Wniosek o postawienie prezesa NIK Krzysztofa Kwiatkowskiego przed Trybunałem Stanu jest obecnie opiniowany; jeśli będzie zgodny z prawem, zostanie skierowany do komisji odpowiedzialności konstytucyjnej - powiedziała w środę Małgorzata Kidawa-Błońska. Marszałek Sejmu zaapelowała również do polityków, by nie wykorzystywali kwestii uchodźców do straszenia rodaków. - Prosiłabym by Ci, którzy mają wysokie ambicje polityczne, by nie straszyli Polaków - mówiła podczas środowej konferencji prasowej w Sejmie.

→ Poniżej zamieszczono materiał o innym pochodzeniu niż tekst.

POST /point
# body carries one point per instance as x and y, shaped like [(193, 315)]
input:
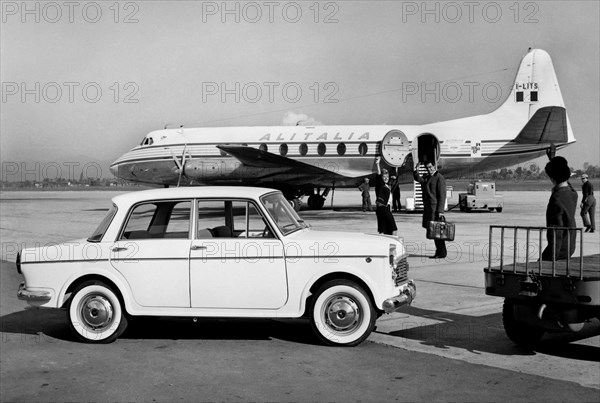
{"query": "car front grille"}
[(401, 271)]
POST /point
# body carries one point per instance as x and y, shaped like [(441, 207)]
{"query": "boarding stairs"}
[(417, 191)]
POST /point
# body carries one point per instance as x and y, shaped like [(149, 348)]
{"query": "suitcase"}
[(441, 230)]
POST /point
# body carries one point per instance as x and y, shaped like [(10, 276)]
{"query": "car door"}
[(152, 253), (236, 262)]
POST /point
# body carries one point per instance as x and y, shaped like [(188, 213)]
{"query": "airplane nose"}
[(114, 169)]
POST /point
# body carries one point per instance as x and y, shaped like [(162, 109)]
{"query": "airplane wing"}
[(253, 157), (547, 125)]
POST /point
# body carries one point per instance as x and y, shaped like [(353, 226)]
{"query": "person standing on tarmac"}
[(383, 191), (365, 190), (433, 187), (588, 204), (560, 212)]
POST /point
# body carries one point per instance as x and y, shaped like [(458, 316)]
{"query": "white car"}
[(217, 252)]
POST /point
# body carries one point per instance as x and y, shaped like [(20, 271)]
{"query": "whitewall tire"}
[(96, 314), (341, 313)]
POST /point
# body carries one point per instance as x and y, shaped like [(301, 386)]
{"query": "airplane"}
[(302, 160)]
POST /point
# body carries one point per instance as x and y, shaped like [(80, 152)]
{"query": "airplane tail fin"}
[(535, 98)]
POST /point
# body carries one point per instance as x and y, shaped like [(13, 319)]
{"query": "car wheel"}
[(341, 314), (96, 314), (521, 333)]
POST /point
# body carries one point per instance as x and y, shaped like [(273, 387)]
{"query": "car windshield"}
[(99, 232), (282, 213)]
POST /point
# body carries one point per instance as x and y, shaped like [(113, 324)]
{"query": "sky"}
[(83, 82)]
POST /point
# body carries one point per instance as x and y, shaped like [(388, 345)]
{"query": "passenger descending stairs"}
[(418, 192)]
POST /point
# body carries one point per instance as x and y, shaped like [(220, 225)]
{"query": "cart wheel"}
[(521, 333)]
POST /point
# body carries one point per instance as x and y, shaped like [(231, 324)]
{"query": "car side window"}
[(230, 219), (248, 222), (155, 220), (211, 219)]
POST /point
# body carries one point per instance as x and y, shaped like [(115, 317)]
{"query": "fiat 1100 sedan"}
[(226, 252)]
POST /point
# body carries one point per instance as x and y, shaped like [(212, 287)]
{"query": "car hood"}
[(68, 251), (344, 243)]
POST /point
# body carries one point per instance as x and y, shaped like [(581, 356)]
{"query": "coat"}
[(560, 212)]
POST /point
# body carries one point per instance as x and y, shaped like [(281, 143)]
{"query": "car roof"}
[(192, 192)]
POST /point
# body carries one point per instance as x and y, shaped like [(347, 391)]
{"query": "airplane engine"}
[(395, 147)]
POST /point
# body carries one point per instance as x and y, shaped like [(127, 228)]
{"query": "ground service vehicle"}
[(217, 252), (480, 195), (540, 296)]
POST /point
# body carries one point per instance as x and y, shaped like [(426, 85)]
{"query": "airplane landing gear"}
[(296, 203), (316, 201)]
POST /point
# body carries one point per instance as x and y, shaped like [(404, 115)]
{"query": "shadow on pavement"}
[(31, 323), (486, 334)]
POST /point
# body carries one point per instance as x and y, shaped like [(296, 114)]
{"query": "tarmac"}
[(451, 316)]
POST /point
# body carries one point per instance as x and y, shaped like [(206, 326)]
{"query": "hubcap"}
[(342, 313), (96, 311)]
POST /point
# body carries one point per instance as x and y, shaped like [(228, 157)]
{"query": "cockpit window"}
[(147, 141)]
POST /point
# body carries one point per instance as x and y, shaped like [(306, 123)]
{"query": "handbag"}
[(442, 230)]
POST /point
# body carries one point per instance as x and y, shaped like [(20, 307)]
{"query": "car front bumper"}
[(406, 296), (33, 295)]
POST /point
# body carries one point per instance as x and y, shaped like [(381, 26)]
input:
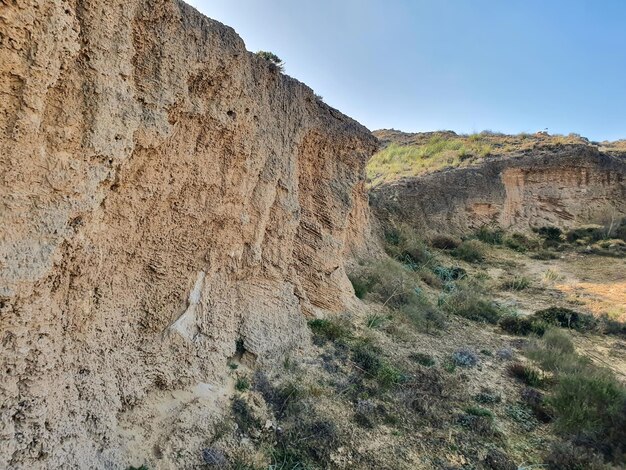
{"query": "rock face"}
[(165, 196), (563, 186)]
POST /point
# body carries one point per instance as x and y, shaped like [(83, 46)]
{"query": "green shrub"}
[(242, 384), (467, 303), (329, 329), (527, 374), (522, 326), (444, 242), (478, 411), (590, 404), (588, 234), (519, 242), (566, 318), (471, 251), (243, 415), (567, 456), (390, 283), (422, 359), (360, 285), (306, 444), (367, 358), (388, 376), (487, 398), (522, 415), (545, 255), (550, 233), (464, 358), (449, 274), (403, 244), (272, 59), (555, 353), (490, 234), (620, 232), (498, 460), (516, 284), (375, 321)]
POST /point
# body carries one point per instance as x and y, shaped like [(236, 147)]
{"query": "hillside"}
[(169, 200), (413, 154), (195, 275), (519, 183)]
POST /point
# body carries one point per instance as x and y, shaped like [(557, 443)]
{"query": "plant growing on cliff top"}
[(272, 58)]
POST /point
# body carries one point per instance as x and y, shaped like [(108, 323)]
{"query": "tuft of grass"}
[(567, 318), (242, 383), (491, 235), (520, 242), (522, 326), (375, 321), (471, 251), (487, 398), (466, 302), (243, 415), (478, 411), (405, 245), (588, 401), (397, 287), (527, 374), (465, 358), (272, 58), (444, 242), (423, 359), (565, 455), (328, 330), (522, 415), (552, 275), (518, 283)]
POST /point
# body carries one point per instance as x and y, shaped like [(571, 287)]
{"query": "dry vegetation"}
[(405, 154), (463, 354)]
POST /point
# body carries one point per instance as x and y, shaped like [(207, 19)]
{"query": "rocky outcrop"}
[(564, 186), (165, 195)]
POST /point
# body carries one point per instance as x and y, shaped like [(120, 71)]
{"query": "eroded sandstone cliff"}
[(564, 186), (164, 195)]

- Ten wniosek, jak każdy wniosek, jest w opiniach prawnych, bo musimy sprawdzić, czy jest zrobiony zgodnie z prawem, czy nie ma w nim uchybień. Jeśli będzie zgodny z prawem, zostanie skierowany do komisji odpowiedzialności konstytucyjnej, jeśli nie - będzie musiał ulec poprawie - powiedziała Kidawa-Błońska podczas briefingu przed rozpoczęciem posiedzenia Sejmu.

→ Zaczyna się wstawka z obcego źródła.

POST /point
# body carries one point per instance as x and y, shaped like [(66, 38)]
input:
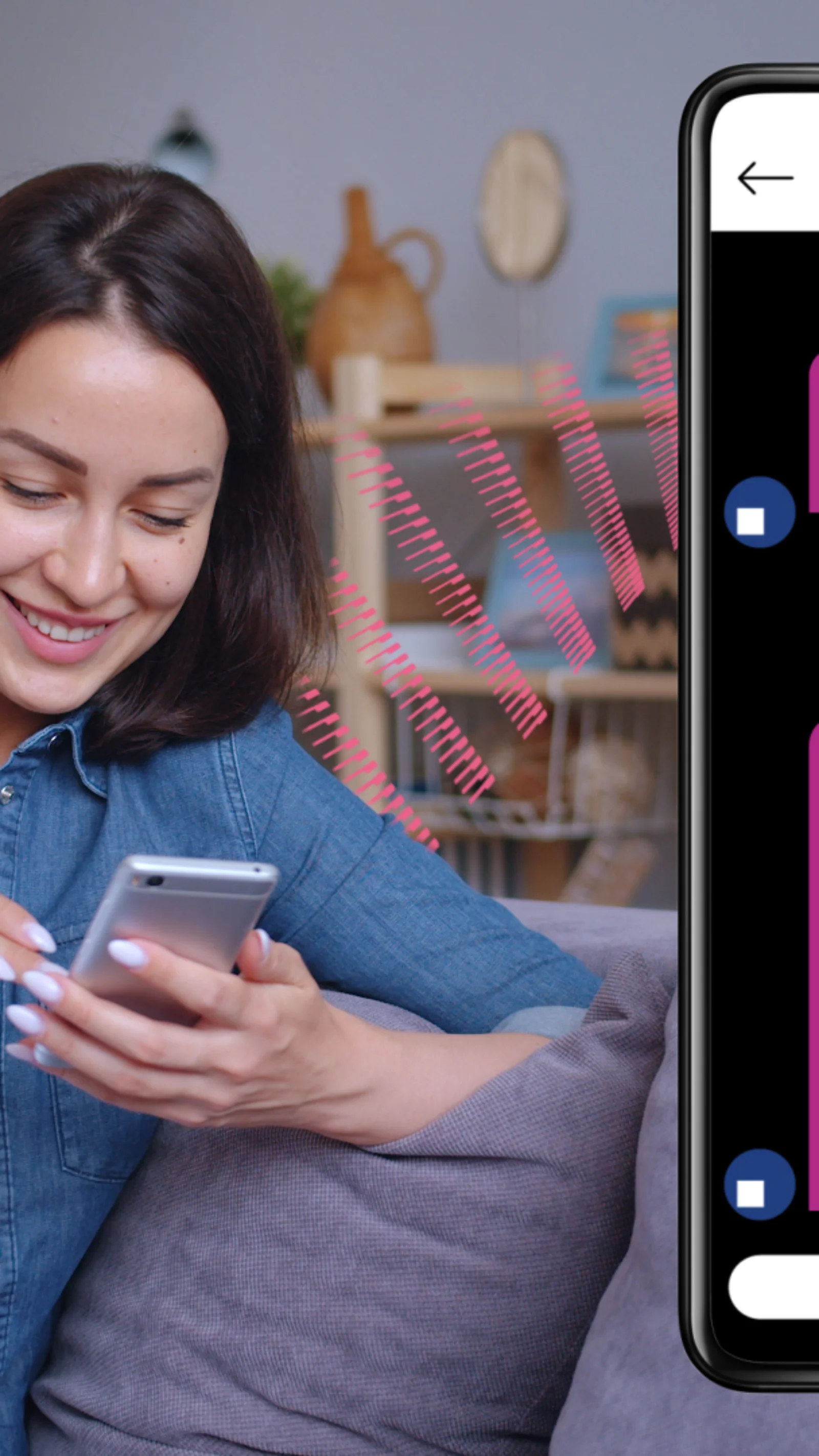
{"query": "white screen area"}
[(767, 137)]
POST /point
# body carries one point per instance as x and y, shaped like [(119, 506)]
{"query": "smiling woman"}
[(159, 590), (118, 532)]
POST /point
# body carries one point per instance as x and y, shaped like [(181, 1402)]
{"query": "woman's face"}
[(111, 458)]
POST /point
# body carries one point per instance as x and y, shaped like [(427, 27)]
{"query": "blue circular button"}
[(760, 1184), (760, 511)]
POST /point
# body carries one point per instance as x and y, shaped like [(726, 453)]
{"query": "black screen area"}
[(764, 705)]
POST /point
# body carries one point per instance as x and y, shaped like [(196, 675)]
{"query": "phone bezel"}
[(695, 874)]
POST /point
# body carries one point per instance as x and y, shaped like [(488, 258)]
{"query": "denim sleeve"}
[(377, 915)]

Marszałek Sejmu poinformowała, że do komisji regulaminowej i spraw poselskich trafiły już wnioski o uchylenie immunitetów Kwiatkowskiemu oraz posłowi, szefowi klubu PSL Janowi Buremu. Jak dodała, komisja zajmie się nimi w tym tygodniu.

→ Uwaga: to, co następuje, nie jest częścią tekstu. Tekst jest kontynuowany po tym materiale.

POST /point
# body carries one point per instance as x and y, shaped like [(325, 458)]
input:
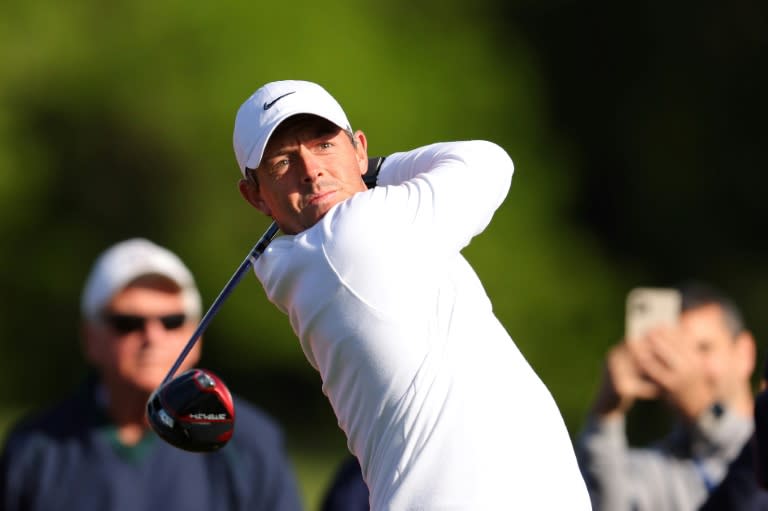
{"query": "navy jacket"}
[(69, 458)]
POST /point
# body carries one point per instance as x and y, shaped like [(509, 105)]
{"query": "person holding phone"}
[(701, 366)]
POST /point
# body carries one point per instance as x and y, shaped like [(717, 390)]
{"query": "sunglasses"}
[(127, 323)]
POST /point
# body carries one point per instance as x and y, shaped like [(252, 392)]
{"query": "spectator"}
[(95, 452), (702, 368)]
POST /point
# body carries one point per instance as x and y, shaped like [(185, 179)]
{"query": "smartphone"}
[(649, 308)]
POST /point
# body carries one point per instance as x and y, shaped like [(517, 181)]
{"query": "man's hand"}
[(624, 380), (670, 360)]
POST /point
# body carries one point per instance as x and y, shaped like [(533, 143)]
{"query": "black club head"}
[(193, 411)]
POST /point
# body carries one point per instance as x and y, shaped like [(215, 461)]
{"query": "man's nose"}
[(153, 329), (311, 165)]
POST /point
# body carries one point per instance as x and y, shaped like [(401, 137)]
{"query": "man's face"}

Dziennikarze pytali, czy realne jest uchylenie immunitetów Kwiatkowskiemu i Buremu oraz postawienie prezesa NIK przed Trybunałem Stanu jeszcze w tej kadencji parlamentu. - Wniosku o postawienie przed Trybunałem chyba nie, bo ja przypominam, że sprawa pana Zbigniewa Ziobry toczyła się ponad dwa lata. Natomiast jakie będzie tempo pracy komisji regulaminowej, to będziemy mogli powiedzieć (...) po tym posiedzeniu - odparła marszałek.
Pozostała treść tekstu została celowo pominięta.